Alguns outros autores como: Alessandra Macedo e Maria Estela Campelo (2004,
p.1) consideraram que a apropriação da abordagem de Emília Ferreiro permite
entender melhor a lógica da escrita que os alunos produzem.
A constatação mais significativa do nosso trabalho é que as construções
científicas de Emília Ferreiro e colaboradores, relativas à alfabetização, têm contribuído
no trabalho docente de alfabetizar pessoas jovens e adultas. (Macedo; Campelo, 2004,
p.3).
Será de grande pertinência que alfabetizadores de jovens e adultos conheçam a
obra de Emília Ferreiro e deem continuidade aos estudos e as reflexões sobre a
importância de sua teoria para a formação docente.
CONCLUSÃO
No texto estudado vemos a árdua tarefa de Shirléia em tornar pessoas
alfabetizadas, e o prazer que a autora tem em realizar este trabalho, por ter sido um
de seus sonhos e agora estar colocando em prática o que só via em teorias.
Tomamos essa tarefa para os nossos dias, e vemos que não é diferente as
barreiras encontradas para educação em comunidades ou até mesmo em bairros e
pequenas cidades. Shirléia buscou em todo o seu programa de alfabetização
compreender a vida dos alunos conciliando o dia a dia com o aprendizado,
5. aprendendo com eles a afetividade e o respeito, quebrando uma grande barreira
construída em cima de preconceito e inibição por estarem sendo alfabetizados “fora da
idade”, sem lembrar que para aprender não tem idade e sim força de vontade.

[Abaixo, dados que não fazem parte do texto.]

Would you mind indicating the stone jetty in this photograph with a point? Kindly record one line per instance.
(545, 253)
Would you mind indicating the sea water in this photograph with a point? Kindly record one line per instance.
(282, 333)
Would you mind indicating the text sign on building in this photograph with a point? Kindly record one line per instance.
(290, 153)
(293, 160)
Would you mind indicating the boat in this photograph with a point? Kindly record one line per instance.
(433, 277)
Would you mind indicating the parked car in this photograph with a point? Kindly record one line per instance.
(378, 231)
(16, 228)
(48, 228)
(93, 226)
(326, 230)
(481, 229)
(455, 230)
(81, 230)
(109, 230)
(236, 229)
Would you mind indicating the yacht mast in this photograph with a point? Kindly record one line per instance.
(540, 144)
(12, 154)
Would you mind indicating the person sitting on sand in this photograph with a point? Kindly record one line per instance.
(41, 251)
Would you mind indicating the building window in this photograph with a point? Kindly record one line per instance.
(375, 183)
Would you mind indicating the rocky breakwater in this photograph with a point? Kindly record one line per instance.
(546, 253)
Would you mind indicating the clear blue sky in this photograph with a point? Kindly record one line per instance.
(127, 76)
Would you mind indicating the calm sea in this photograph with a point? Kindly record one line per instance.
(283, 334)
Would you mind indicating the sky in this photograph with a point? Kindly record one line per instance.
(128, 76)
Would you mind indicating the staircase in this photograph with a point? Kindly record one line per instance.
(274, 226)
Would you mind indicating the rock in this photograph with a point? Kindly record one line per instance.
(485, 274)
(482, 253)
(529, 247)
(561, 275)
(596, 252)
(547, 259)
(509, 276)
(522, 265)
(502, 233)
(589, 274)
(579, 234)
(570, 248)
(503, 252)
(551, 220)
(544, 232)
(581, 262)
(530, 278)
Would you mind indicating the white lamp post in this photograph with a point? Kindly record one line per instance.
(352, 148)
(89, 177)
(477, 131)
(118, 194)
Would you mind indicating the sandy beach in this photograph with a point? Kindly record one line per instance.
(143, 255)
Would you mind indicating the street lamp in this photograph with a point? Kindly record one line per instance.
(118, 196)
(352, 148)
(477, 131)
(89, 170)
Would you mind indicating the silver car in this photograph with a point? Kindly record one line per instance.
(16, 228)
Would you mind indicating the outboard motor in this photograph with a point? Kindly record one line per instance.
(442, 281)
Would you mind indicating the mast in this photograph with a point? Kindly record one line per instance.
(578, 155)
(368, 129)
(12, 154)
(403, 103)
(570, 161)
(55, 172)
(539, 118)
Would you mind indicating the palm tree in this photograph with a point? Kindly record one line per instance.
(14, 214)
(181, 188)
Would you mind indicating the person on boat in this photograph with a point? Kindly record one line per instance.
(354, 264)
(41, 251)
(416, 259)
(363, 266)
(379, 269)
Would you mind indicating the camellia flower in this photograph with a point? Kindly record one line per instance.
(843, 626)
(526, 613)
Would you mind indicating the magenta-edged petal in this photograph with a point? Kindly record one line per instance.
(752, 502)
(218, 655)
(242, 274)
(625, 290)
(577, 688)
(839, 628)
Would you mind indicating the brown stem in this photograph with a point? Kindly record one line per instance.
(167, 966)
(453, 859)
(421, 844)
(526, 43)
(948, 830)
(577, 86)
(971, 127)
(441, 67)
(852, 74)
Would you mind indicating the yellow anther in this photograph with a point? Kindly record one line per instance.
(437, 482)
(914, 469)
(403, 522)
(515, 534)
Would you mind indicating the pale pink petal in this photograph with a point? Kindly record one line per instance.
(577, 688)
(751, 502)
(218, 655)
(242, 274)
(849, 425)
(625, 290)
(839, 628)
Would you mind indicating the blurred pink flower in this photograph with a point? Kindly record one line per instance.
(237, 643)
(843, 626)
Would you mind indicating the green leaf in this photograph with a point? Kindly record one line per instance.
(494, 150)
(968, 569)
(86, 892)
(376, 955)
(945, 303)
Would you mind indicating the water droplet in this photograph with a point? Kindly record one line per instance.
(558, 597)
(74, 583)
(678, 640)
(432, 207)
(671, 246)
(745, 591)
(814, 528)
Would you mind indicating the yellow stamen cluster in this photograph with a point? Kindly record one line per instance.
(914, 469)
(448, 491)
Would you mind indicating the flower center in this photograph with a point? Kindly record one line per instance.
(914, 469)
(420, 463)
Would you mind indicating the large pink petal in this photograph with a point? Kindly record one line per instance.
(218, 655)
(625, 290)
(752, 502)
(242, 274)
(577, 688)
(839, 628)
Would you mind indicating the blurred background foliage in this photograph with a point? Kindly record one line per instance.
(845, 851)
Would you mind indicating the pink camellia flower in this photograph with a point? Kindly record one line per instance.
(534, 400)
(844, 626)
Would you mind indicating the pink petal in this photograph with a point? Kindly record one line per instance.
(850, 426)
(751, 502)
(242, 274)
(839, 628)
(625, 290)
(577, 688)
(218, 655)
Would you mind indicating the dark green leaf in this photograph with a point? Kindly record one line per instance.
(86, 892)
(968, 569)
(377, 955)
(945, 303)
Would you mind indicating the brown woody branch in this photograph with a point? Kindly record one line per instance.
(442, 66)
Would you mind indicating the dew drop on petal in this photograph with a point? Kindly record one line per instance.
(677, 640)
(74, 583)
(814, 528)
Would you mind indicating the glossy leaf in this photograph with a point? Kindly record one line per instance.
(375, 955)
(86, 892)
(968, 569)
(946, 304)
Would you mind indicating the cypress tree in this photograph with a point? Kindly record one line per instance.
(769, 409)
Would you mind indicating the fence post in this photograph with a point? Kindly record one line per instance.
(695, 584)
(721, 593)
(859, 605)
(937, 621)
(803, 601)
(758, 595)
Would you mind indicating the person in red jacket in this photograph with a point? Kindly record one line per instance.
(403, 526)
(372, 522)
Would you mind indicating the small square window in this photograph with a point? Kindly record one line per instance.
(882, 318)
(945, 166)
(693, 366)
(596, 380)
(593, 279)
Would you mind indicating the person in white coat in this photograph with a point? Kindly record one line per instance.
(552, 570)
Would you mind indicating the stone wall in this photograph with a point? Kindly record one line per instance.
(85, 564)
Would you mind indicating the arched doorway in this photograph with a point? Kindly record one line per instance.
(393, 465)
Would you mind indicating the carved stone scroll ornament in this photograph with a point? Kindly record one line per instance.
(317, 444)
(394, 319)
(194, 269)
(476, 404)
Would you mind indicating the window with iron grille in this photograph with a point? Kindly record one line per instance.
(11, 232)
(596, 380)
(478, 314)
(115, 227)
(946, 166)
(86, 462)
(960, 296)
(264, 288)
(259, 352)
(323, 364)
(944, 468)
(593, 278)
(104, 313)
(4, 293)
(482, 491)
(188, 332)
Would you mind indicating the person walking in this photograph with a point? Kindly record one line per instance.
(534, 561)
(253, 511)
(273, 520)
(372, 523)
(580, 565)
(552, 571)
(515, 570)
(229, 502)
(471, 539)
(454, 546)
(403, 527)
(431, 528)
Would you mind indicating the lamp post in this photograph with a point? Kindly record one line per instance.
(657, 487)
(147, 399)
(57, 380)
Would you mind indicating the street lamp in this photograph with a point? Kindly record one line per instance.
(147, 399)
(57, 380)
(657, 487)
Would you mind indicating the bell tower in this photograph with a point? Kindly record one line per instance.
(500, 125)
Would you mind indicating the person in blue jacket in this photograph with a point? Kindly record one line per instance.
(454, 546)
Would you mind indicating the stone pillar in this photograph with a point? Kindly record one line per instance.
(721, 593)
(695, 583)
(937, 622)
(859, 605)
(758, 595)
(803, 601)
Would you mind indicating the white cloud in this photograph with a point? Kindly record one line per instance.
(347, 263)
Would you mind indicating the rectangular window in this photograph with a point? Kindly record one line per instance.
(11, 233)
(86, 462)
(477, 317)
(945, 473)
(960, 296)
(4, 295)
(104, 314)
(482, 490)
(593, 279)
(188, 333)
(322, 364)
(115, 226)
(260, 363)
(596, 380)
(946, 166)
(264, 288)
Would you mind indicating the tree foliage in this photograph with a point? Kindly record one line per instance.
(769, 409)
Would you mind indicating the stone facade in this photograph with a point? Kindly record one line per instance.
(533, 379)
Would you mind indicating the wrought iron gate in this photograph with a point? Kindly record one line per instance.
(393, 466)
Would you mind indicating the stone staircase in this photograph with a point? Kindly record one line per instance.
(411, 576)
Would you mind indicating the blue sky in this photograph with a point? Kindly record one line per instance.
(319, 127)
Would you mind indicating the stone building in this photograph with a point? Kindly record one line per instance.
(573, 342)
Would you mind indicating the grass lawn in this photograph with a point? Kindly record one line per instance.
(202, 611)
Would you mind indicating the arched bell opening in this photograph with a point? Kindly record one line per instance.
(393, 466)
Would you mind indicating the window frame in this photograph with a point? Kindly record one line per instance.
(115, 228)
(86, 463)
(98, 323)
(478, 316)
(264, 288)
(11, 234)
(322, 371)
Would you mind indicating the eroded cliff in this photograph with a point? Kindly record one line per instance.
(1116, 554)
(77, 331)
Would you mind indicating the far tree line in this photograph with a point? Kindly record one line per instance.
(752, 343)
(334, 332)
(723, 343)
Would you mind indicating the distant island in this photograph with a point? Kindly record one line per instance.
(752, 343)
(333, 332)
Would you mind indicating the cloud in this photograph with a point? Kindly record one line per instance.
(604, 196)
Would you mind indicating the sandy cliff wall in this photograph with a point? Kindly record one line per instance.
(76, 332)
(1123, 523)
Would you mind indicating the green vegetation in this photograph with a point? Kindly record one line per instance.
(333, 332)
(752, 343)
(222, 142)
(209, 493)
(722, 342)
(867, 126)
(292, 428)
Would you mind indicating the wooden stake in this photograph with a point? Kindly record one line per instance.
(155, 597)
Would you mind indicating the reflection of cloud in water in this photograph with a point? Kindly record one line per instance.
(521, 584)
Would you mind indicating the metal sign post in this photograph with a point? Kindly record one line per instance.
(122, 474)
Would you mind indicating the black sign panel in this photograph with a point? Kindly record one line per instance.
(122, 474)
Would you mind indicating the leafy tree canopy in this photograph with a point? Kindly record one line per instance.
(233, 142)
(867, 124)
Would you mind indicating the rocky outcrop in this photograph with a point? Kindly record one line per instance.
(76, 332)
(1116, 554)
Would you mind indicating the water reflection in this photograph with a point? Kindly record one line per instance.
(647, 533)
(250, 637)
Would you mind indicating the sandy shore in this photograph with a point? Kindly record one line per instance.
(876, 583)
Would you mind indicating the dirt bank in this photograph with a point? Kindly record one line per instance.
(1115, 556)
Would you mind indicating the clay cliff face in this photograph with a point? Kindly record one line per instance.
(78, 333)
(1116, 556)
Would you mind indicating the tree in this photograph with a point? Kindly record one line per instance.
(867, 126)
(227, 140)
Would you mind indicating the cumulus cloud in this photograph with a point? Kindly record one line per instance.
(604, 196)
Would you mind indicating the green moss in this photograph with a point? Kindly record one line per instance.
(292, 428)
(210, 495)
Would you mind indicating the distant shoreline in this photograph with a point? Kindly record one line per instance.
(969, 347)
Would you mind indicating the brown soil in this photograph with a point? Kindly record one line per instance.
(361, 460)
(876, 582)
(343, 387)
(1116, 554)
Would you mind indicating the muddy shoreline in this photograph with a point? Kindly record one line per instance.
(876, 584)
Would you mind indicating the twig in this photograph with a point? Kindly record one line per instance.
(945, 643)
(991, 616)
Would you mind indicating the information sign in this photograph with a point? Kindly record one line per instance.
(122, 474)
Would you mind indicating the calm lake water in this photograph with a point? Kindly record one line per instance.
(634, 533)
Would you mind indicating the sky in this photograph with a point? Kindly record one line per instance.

O texto traz excelente aprendizado para todos os profissionais que visam a
educação de jovens e adultos que vivem em comunidades e que buscam vincular o
aprendizado com a cultura do ambiente de estudo, Paulo Freire traz uma boa
colocação em um de seus trabalhos no que diz respeito a educação e a cultura:
“A alfabetização e a educação são expressões culturais. Não se pode
desenvolver um trabalho de alfabetização fora do mundo da cultura, porque
a educação é por si mesma, uma dimensão da cultura” (FREIRE, MACEDO,
2006, p.33 e 34).
O texto mostra que o educador através de sua prática educativa e afetiva pode
transformar educandos inibidos e cobertos de preconceitos em pessoas cônscios de
seus direitos lhes dando oportunidade de obter uma nova visão de vida e a
possibilidade de reivindicarem pelos seus direitos com segurança e convicção.
REFERÊNCIAS
CARVALHO, Marlene. Shirléia: o lugar do afeto no diálogo com o outro. In.
Primeiras letras: Alfabetização de jovens e adultos em espaços populares. Ed. São
Paulo: Ática, 2009.
FREIRE, Paulo. Ação cultural para a liberdade. 5ª ed., Rio de Janeiro, Paz e Terra.
1981.
FREIRE, Paulo. Pedagogia da autonomia: saberes necessários à prática educativa.
47ª ed. Rio de Janeiro: Paz e terra, 2013.
FREIRE, Paulo, MACEDO, Donaldo. Alfabetização: leitura do mundo, leitura da
palavra. Tradução Lourenço de Oliveira, Rio de Janeiro, Paz e Terra, 2011.